Conformément à la résolution qui entérine les engagements des talibans à permettre le départ de ceux qui le souhaitent, la France a activement participé aux opérations d'évacuation et d'exfiltration de ses ressortissants, mais aussi d’Afghans qui ont un lien avec la France.

Auparavant, les flux migratoires à partir du «cimetière des Empires» étaient essentiellement composés d’hommes jeunes qui voyageaient seuls et qui finançaient leur périple en effectuant des petits boulots dans les pays par lesquels ils passaient.

D’après les chiffres officiels, en 2020, la communauté des réfugiés Afghans en France se composait à 87,5% d’hommes d’une moyenne d’âge de 27,2 ans, dont 6% sont diplômés du supérieur.

En 2021, ceux qui fuient le régime taliban sont majoritairement des familles issues de la classe moyenne supérieure.

Une organisation bien rodée

Comme l’a expliqué à Arab News en Français Gérard Sadik, responsable national de la thématique asile au sein de La Cimade, une association d’aide aux réfugiés et migrants: «Vu comme c’est parti, nous ne nous attendons pas à voir arriver un flux très important de migrants venus d’Afghanistan.» En effet, les Afghans qui souhaitaient s’installer en France ont été triés sur le volet. 

Qui sont les personnes acceptées ?

Prioritaires:

  1. Les personnes qui ont travaillé avec la France (auxiliaires, interprètes, etc.)
  2. Les personnes qui redoutent d’être persécutées en Afghanistan en raison de leurs actions envers la «défense des droits» (artistes, intellectuels, journalistes, etc.)

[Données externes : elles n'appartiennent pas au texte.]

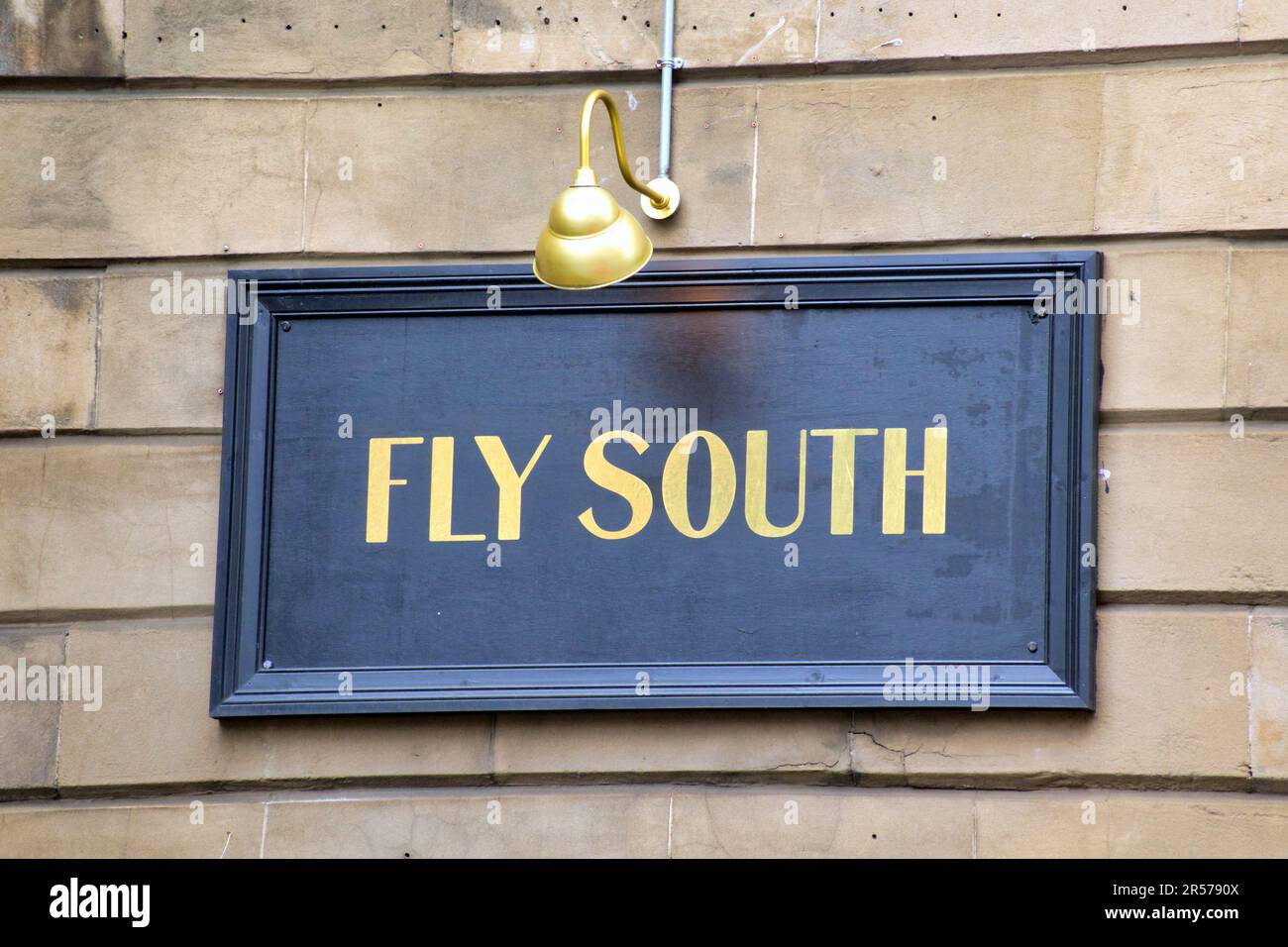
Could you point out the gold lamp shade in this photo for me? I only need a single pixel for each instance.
(590, 241)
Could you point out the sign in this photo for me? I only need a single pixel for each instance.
(722, 483)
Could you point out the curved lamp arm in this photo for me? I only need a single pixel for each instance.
(584, 171)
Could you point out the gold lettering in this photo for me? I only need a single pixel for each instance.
(604, 474)
(758, 487)
(378, 451)
(934, 491)
(675, 483)
(509, 483)
(441, 495)
(842, 474)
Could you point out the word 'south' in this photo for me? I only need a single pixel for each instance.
(675, 483)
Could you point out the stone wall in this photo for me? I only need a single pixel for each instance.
(153, 137)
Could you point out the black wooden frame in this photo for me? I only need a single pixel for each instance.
(243, 686)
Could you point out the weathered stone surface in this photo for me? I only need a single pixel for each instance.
(674, 744)
(1258, 331)
(60, 38)
(498, 37)
(1194, 149)
(912, 158)
(1131, 825)
(29, 729)
(1164, 351)
(47, 360)
(475, 823)
(1164, 710)
(1207, 827)
(155, 725)
(681, 822)
(1262, 20)
(1188, 512)
(818, 822)
(1267, 686)
(150, 176)
(957, 29)
(287, 39)
(149, 830)
(1044, 825)
(416, 183)
(93, 526)
(160, 365)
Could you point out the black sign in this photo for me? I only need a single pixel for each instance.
(721, 483)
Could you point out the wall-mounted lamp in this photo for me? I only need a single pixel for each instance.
(590, 241)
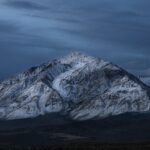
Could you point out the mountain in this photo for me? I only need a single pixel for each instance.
(78, 86)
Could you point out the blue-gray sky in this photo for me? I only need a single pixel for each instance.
(35, 31)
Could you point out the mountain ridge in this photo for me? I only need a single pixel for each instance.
(80, 86)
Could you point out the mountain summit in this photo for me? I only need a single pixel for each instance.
(79, 86)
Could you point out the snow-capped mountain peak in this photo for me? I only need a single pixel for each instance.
(81, 86)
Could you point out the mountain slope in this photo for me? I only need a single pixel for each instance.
(79, 86)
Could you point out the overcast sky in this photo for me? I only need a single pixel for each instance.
(35, 31)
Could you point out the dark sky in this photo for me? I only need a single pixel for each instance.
(35, 31)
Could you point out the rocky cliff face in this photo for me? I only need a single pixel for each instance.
(77, 85)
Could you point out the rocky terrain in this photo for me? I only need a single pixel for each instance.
(78, 86)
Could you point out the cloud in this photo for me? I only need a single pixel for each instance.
(8, 26)
(25, 5)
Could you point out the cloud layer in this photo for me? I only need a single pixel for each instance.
(34, 31)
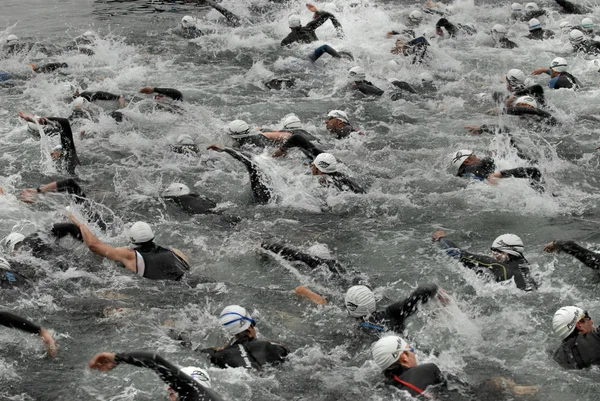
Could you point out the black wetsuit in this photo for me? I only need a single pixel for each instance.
(394, 316)
(298, 140)
(414, 380)
(507, 44)
(19, 323)
(344, 131)
(160, 263)
(564, 81)
(193, 203)
(306, 34)
(589, 258)
(50, 67)
(260, 190)
(170, 93)
(571, 8)
(366, 88)
(535, 91)
(11, 279)
(588, 47)
(579, 351)
(486, 266)
(540, 34)
(185, 149)
(68, 157)
(342, 182)
(248, 353)
(187, 388)
(452, 29)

«La France évacue en priorité les personnalités de la société civile afghane, défenseurs des droits, artistes et journalistes particulièrement menacés pour leur engagement [...], tous ceux qui défendent la liberté.»
Allocution de Jean-Yves Le Drian du 15 août 2021

Non prioritaires:

  1. Les membres de familles de ressortissants afghans exilés en France

Comme l’a rappelé sur Europe 1 Marlène Schiappa, ministre déléguée auprès du ministre de l’Intérieur chargé de citoyenneté, «un triple criblage est opéré par la Direction générale de la sécurité intérieure (DGSI) sur chaque personne emmenée en France». Des vérifications ont effectivement été menées avant le départ de Kaboul, lors de l’escale à Abu Dhabi, puis en France.

Les différentes étapes du parcours d’un rescapé Afghan pour arriver en France.
Source: données de l’Ofii.

Grâce au traitement accéléré mis en route, les demandes de protection des 2700 afghans seront traitées devant celles des 18 410 autres demandeurs d’asile arrivés en France avant eux.

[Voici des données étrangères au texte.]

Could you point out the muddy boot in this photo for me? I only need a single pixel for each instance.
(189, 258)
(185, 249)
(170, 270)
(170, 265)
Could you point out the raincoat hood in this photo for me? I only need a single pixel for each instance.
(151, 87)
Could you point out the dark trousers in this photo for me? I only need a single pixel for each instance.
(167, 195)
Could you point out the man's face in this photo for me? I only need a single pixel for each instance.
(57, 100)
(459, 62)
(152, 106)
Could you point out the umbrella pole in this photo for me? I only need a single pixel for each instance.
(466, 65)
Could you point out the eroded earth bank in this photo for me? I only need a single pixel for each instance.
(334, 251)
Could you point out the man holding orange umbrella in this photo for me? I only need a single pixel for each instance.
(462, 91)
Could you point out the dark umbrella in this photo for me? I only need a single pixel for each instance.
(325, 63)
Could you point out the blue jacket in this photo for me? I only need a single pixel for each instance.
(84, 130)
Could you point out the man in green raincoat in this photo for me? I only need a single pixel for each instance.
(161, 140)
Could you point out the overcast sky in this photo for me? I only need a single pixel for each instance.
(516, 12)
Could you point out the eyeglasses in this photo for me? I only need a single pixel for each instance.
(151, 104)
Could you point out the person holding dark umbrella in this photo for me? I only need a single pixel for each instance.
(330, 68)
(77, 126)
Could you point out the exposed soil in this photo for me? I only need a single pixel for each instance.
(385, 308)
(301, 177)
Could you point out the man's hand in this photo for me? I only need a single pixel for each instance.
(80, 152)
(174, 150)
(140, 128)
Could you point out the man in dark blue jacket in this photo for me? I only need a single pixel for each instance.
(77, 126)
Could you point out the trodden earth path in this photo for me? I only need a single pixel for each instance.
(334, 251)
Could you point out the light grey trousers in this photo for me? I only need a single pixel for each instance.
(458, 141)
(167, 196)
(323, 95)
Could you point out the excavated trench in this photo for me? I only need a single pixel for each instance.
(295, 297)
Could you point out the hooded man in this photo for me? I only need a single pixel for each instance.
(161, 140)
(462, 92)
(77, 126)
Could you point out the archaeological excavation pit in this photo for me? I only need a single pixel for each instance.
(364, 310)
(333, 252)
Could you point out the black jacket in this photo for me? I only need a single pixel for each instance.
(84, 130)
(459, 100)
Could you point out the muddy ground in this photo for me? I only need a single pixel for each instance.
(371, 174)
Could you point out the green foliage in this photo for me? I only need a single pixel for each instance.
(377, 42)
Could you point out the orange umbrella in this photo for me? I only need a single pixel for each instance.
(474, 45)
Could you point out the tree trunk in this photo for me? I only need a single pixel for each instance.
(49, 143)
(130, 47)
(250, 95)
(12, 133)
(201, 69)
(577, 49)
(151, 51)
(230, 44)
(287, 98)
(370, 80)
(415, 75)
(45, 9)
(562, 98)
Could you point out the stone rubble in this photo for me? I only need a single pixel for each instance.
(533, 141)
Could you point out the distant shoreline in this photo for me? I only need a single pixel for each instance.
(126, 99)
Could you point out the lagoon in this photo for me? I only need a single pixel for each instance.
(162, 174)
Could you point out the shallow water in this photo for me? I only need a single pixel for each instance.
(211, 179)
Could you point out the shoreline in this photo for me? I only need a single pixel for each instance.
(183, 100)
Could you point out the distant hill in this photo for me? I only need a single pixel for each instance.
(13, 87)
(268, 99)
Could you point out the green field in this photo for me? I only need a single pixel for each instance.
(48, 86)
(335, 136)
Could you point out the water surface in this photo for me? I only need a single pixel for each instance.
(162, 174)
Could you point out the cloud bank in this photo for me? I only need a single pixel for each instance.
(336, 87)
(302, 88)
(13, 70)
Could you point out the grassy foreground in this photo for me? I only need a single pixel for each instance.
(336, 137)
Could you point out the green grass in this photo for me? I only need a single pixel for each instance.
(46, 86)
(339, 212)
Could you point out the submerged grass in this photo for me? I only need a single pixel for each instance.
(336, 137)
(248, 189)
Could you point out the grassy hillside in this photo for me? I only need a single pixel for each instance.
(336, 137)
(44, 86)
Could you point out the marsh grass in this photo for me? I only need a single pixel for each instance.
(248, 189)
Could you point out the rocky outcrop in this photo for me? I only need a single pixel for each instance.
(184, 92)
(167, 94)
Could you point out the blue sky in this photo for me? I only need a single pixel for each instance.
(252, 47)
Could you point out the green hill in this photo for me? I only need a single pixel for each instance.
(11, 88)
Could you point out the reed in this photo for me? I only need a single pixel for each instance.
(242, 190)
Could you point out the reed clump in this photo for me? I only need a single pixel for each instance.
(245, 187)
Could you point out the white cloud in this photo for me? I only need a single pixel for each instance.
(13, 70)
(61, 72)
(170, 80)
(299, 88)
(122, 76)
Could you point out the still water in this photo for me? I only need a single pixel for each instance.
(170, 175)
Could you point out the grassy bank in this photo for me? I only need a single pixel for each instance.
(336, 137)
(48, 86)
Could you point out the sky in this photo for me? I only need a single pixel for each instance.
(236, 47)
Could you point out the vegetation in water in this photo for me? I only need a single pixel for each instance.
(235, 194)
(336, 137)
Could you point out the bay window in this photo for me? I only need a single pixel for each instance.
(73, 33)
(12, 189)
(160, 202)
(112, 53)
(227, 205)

Il existe trois formes de protection par l'asile accordée par l'Office français de protection des réfugiés et apatrides (Ofpra) :

  • Le statut de réfugié
  • La protection subsidiaire
  • La protection temporaire

Pas plus de réfugiés qu’en 2020

Même si le nombre d’évacués arrivés sur le territoire français paraît considérable, en réalité, les flux migratoires en provenance d’Afghanistan y sont constants depuis de nombreuses années.

Cela fait plus de vingt ans que les Afghans figurent parmi les communautés étrangères les plus importantes en France. Ils sont par ailleurs les premiers bénéficiaires du droit d’asile.

Selon le rapport d’activité de la Cour nationale du droit d’asile (CNDA), en 2020, la France a accordé la protection à 80% des Afghans qui en faisaient la demande contre un taux moyen de protection proche de 25% toutes nationalités confondues.

En 2020, avant même la chute du régime d’Ashraf Ghani, les ressortissants Afghans étaient déjà les premiers demandeurs d'asile en France.

Au 30 juin 2021, 41 174 ressortissants afghans étaient sous la protection de l’Ofpra et 8 000 demandes d’asile étaient en cours de traitement.

Malgré le bouleversement politique qu’a connu le pays en 2021, la France sera peu impactée par les flux de personnes.
Gérard Sadik

Pour Sadik, le nombre de réfugiés afghans pourrait même baisser dans les mois à venir. «Vous détestez celui qui a gagné mais, au moins, c’est la paix.» Effectivement, l’arrivée au pouvoir des fondamentalistes islamistes a mis fin à une guerre de vingt ans.

«Finalement, là où les gens se sentent le mieux, c’est chez eux», souligne le défenseur des droits des réfugiés, qui donne notamment l’exemple des Burundais qui sont rentrés au pays après une guerre civile de dix ans en dépit du pouvoir en place.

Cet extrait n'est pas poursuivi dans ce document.